It's been a long time since my last entry. I think the need to write arises in me out of a sense of longing for answers, and when I'm happy I don't feel so much like blogging.  Fortunately, it certainly doesn't stop other means of communication for me.

I've been enjoying the delightful visual orgy that is Pinterest, and thought it would be fun to do a "Pin It to Win It" contest this month. Little did I know how this simple act of kindness would introduce me to so many wonderful women.

Carol is our first weekly winner, and as her story started to unfold, I asked her if she would mind sharing her story as the "Turban Diva of the Month" on my site.  For those that are more likely to visit blogs than shopping sites, it occurred to me to share these stories here.
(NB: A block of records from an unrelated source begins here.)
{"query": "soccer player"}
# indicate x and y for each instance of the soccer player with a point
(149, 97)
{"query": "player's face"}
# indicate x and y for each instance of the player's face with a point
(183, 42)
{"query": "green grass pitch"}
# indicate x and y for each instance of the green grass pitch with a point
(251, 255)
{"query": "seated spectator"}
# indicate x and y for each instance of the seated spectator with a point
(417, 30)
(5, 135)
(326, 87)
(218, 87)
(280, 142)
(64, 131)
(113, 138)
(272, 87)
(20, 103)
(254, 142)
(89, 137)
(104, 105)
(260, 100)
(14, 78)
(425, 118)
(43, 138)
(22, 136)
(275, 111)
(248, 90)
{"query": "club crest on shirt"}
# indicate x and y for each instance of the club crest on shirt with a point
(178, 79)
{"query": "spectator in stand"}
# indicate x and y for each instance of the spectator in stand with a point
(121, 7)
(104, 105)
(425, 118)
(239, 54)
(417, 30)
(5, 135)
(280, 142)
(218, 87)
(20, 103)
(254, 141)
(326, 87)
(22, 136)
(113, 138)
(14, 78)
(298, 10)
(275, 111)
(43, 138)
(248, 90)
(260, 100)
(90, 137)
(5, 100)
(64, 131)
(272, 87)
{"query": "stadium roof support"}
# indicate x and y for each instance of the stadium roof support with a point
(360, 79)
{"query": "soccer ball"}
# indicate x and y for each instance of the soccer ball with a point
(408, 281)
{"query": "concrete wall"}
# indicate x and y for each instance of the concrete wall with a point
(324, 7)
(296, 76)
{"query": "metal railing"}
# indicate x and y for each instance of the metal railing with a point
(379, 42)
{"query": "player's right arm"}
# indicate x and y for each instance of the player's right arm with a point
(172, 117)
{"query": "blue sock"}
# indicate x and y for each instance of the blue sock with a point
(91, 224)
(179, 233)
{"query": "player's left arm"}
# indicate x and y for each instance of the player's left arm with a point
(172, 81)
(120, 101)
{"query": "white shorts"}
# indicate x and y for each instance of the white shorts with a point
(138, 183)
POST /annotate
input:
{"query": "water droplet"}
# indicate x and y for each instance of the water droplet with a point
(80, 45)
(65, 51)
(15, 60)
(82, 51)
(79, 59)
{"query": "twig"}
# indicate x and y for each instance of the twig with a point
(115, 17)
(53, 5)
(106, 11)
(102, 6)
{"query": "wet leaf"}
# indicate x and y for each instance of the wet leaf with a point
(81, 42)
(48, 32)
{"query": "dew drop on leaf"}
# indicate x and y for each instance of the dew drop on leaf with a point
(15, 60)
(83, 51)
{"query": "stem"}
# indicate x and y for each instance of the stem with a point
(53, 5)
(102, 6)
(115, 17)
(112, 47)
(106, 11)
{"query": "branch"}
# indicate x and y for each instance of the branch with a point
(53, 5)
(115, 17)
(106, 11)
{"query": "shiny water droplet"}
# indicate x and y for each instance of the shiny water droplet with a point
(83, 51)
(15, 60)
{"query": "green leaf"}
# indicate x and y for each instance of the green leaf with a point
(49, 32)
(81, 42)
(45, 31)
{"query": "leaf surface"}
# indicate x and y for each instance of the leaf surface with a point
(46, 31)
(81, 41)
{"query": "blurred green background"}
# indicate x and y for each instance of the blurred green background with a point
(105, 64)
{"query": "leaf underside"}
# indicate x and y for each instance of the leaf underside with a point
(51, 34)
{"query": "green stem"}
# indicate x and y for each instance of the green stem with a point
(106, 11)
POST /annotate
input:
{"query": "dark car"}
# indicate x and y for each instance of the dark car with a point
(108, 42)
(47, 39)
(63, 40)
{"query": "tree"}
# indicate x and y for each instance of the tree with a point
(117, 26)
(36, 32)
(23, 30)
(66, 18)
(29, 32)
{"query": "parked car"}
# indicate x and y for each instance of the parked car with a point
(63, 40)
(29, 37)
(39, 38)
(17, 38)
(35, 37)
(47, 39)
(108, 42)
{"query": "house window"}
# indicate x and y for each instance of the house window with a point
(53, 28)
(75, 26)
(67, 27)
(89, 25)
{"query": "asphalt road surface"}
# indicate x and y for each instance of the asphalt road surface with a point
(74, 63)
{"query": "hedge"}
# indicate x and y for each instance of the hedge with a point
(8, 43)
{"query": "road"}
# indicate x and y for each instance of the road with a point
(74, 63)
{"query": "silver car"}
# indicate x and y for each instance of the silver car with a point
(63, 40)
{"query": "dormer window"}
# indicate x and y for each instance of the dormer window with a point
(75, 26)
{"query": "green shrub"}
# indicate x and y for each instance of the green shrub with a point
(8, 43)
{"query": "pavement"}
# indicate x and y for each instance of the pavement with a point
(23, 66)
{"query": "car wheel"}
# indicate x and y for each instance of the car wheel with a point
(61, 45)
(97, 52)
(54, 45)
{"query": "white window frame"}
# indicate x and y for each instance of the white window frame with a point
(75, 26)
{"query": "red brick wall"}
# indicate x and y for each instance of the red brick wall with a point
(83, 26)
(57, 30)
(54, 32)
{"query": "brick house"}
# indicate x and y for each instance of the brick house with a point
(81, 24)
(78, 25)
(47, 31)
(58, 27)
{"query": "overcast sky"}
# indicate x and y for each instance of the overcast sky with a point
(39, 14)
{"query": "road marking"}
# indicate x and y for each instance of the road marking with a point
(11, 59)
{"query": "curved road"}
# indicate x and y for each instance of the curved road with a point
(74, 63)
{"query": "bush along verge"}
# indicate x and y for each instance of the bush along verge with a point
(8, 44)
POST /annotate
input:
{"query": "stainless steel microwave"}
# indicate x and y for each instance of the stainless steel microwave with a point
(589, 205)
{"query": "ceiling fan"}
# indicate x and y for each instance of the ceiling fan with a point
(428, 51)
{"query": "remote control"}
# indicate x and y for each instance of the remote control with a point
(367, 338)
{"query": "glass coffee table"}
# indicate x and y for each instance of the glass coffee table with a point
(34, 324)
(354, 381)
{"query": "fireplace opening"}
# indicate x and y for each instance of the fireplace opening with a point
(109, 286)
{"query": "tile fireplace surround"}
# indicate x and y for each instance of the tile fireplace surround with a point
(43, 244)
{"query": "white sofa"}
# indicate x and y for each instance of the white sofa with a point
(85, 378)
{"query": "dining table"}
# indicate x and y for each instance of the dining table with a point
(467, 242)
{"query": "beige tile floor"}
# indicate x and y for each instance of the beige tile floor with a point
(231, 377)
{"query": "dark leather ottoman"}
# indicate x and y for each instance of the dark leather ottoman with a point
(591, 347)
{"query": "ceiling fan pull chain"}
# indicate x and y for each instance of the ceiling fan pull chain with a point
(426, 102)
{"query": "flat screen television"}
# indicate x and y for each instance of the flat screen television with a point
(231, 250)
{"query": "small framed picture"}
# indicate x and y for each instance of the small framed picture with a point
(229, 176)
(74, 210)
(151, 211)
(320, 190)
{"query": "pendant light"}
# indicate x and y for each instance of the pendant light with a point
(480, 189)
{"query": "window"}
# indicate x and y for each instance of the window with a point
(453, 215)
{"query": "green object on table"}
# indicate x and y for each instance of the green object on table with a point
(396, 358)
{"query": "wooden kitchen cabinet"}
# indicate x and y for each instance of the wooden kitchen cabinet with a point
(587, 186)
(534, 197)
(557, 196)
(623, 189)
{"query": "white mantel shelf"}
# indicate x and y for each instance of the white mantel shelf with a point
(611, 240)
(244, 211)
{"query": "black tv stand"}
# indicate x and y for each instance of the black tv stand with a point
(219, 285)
This is Carol's marvelous story:

I’m a single mom of four, and was born and raised in Atlanta, GA.  I was married twice to military men and have lived many places.  My daughter was born in KS, my oldest son in GA and my 2 youngest sons in Germany. Worked at the VAMC for a year and then worked for the University of Missouri for 15 years. First at the School of Nursing. The last 10 years at the School of Law.  I was put out on medical disability/retirement Sept 2012.

I still am not sure that I am in full admission that I have cancer.  I think I have done everything that I have needed to do with this battle with a sense of humor.  People would ask me how I could still laugh.  And my response was always, if you can't laugh, then all you can do is cry and that's not fun. 

I had been sick for a couple of years.  I had been seeing specialist after specialist. I was told I was a menopausal aged woman and that I needed to eat less, exercise more and was even sent to see a dietician to look at my food intake. 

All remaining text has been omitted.